Vaccine fatigue threatens to undermine progress in combating preventable diseases. This is explained by the World Health Organization in a new report. Improving vaccination readiness is therefore one of the priority goals for the coming years, according to the WHO. 

Vaccinations are one of the cheapest ways to prevent disease, according to the report published in Geneva. They prevented two to three million deaths each year. Another 1.5 million could be added if more people were vaccinated worldwide.

Negligence and lack of trust

However, the fewer people who have been vaccinated, the easier it is to spread diseases that could actually be eradicated. The reasons for vaccine fatigue are manifold. These included simple negligence, difficult access to vaccines or lack of trust.

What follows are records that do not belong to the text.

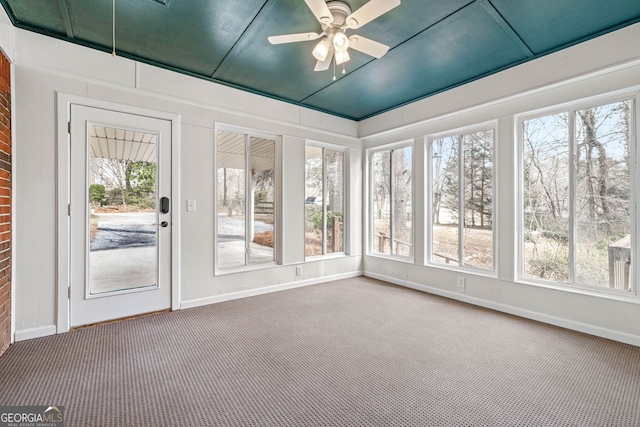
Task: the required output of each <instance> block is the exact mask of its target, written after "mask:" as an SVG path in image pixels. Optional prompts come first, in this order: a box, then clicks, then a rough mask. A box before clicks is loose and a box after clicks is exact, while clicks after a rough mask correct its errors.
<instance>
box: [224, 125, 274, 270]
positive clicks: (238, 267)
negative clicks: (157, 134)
mask: <svg viewBox="0 0 640 427" xmlns="http://www.w3.org/2000/svg"><path fill="white" fill-rule="evenodd" d="M220 131H222V132H233V133H237V134H240V135H244V137H245V146H247V143H248V141H250V139H251V138H252V137H256V138H264V139H271V140H273V141H274V142H275V159H274V163H275V164H274V167H275V176H276V185H275V194H274V205H273V206H274V212H273V217H274V224H273V236H274V245H273V251H274V259H273V261H272V262H261V263H255V264H250V263H248V262H247V256H248V255H247V254H246V253H245V264H244V265H234V266H229V267H219V266H218V133H219V132H220ZM213 139H214V149H213V157H214V158H213V164H214V185H213V197H214V199H213V200H214V203H213V206H214V215H213V219H214V221H213V222H214V223H213V227H214V233H213V247H214V251H213V252H214V255H213V258H214V259H213V262H214V275H216V276H217V275H224V274H229V273H237V272H240V271H251V270H260V269H265V268H271V267H276V266H278V265H281V264H282V243H281V242H282V227H281V224H280V221H281V217H282V215H281V214H280V212H281V209H282V206H281V205H282V202H281V201H282V135H278V134H274V133H270V132H264V131H261V130H257V129H251V128H247V127H240V126H234V125H227V124H222V123H216V124H215V125H214V135H213ZM248 162H249V158H248V156H247V155H246V153H245V173H248V170H249V167H248ZM249 186H250V180H248V179H246V176H245V199H246V197H247V195H248V194H249V192H250V190H249ZM251 209H253V207H251ZM248 213H249V212H246V211H245V215H248ZM251 213H252V211H251ZM249 227H250V221H246V223H245V244H246V243H247V242H246V240H247V237H246V236H248V235H249V234H250V230H249Z"/></svg>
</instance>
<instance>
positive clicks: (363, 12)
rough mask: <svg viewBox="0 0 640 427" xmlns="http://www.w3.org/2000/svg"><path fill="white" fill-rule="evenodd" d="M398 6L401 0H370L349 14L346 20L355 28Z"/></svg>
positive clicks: (366, 23)
mask: <svg viewBox="0 0 640 427" xmlns="http://www.w3.org/2000/svg"><path fill="white" fill-rule="evenodd" d="M397 6H400V0H370V1H369V3H367V4H365V5H364V6H362V7H361V8H360V9H358V10H356V11H355V12H353V13H352V14H351V15H349V16H347V19H346V21H345V22H346V24H347V26H348V27H349V28H352V29H354V30H355V29H356V28H360V27H362V26H363V25H365V24H367V23H369V22H371V21H373V20H374V19H376V18H377V17H378V16H381V15H384V14H385V13H387V12H389V11H390V10H391V9H393V8H394V7H397Z"/></svg>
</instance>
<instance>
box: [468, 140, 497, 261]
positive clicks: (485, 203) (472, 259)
mask: <svg viewBox="0 0 640 427" xmlns="http://www.w3.org/2000/svg"><path fill="white" fill-rule="evenodd" d="M463 146H464V165H463V176H464V187H463V188H464V235H463V236H462V237H463V239H462V242H463V243H462V244H463V248H464V252H463V253H464V264H465V265H472V266H474V267H480V268H486V269H492V268H493V220H492V218H493V130H487V131H483V132H476V133H473V134H469V135H464V136H463Z"/></svg>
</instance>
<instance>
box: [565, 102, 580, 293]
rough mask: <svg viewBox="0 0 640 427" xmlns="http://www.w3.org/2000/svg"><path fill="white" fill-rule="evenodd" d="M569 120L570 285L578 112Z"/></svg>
mask: <svg viewBox="0 0 640 427" xmlns="http://www.w3.org/2000/svg"><path fill="white" fill-rule="evenodd" d="M567 115H568V119H569V132H568V133H569V141H567V145H568V147H567V150H568V151H569V230H568V232H569V233H568V234H569V248H568V258H569V259H568V262H569V283H570V284H575V281H576V221H575V217H576V180H577V179H578V165H577V164H576V159H577V149H578V144H577V140H576V120H575V117H576V111H575V110H574V111H569V112H568V114H567Z"/></svg>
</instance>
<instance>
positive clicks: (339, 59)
mask: <svg viewBox="0 0 640 427" xmlns="http://www.w3.org/2000/svg"><path fill="white" fill-rule="evenodd" d="M350 59H351V58H350V57H349V52H347V51H346V50H345V51H344V52H337V51H336V64H338V65H340V64H344V63H345V62H347V61H348V60H350Z"/></svg>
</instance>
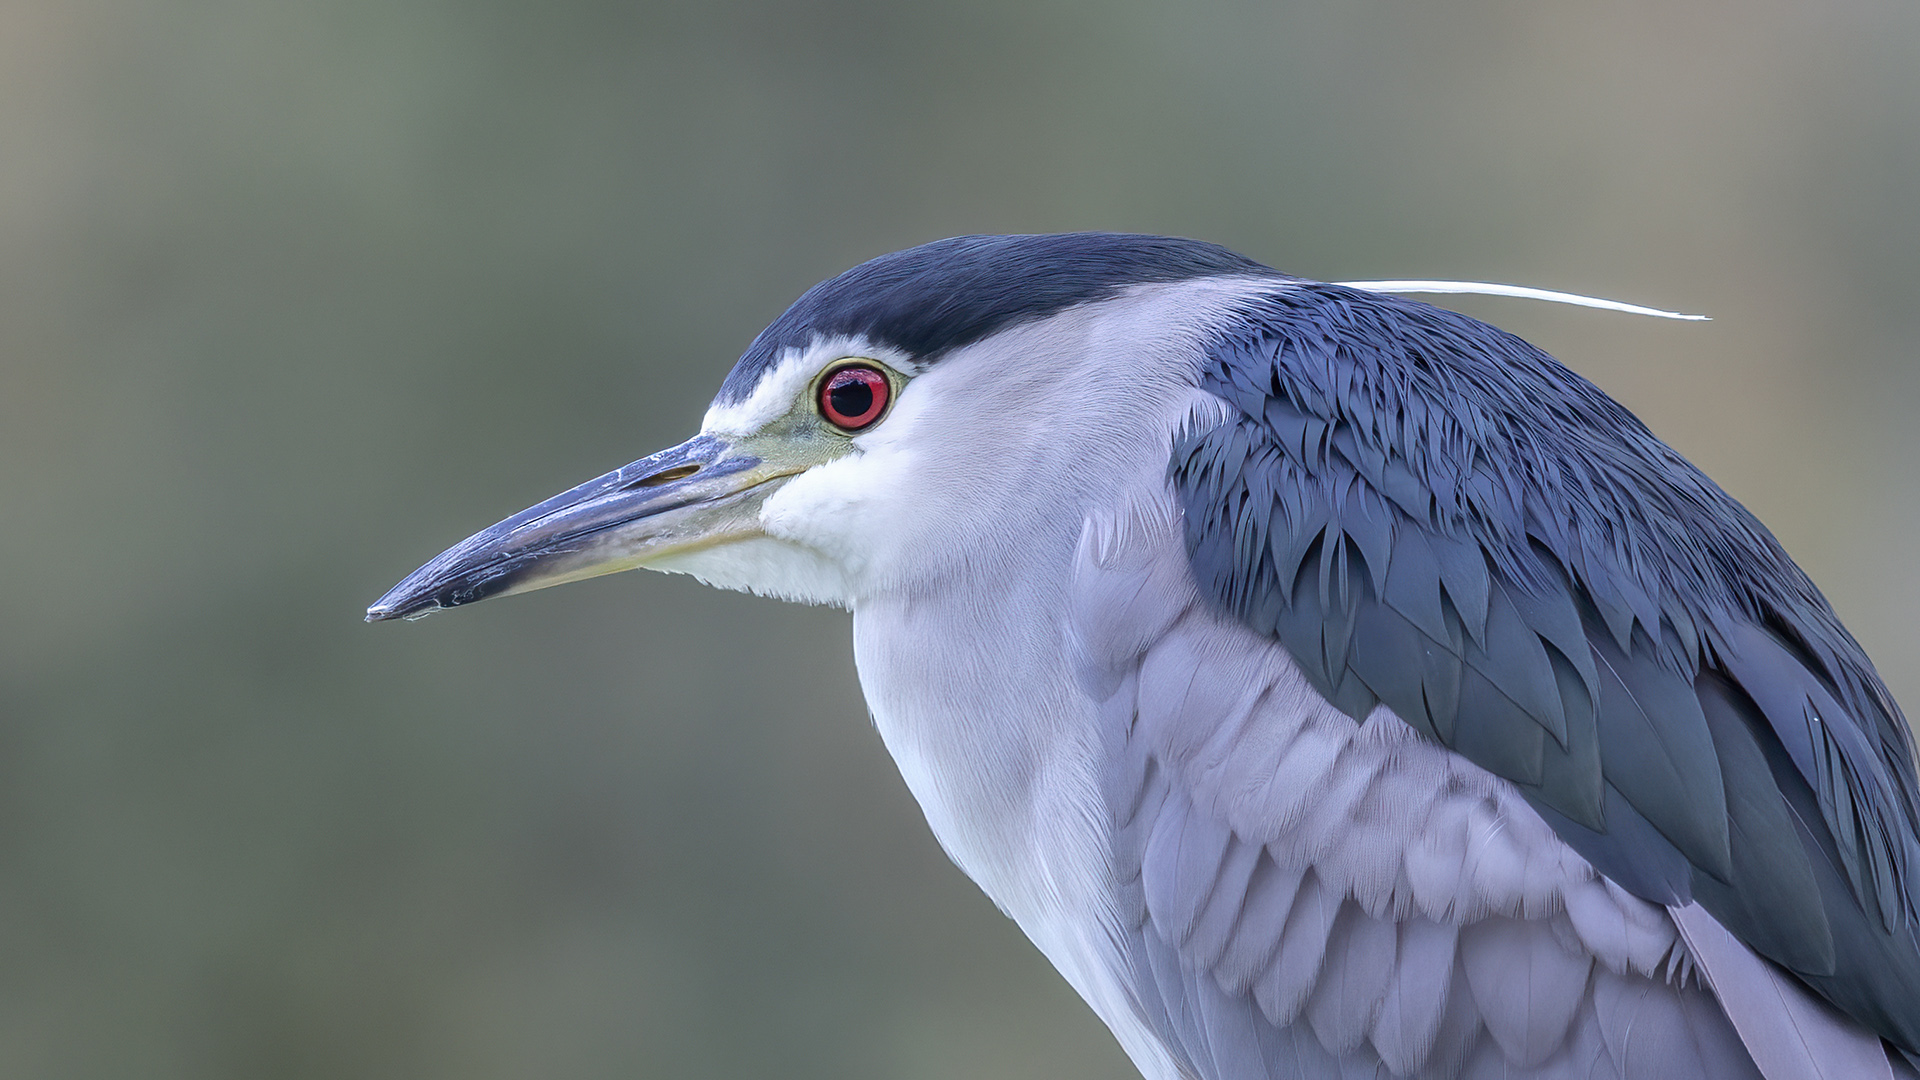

Measles are not only unpleasant but also dangerous
Measles are not only unpleasant but also dangerous

The consequences of this can be seen in the example of measles: worldwide, the number of cases increased by 30 percent in 2017 compared to the previous year. In some countries, which were already close to eradicating the disease, there are more cases. The number of cases of measles has recently risen in the WHO region of Europe as well. Almost 24,000 people fell ill in the whole of 2017 – in 2016 there were only 5273, ie less than a quarter. In Germany there were around 1000 measles cases in 2017. One person died, around 40 percent of the patients had to be hospitalized. Actually, the measles in the Federal Republic should be completely eradicated by 2020.

The UN organization also classifies Ebola, antibiotic resistance, obesity, influenza epidemics, inadequate healthcare systems or chronic diseases such as diabetes, cancer and heart disease as the biggest health risks. The latter are responsible for 70 percent of all deaths or 41 million deaths per year worldwide.

Nine out of every ten people around the world inhale polluted air day after day, according to WHO. Seven million people around the world are dying prematurely, such as cancer or heart and lung diseases.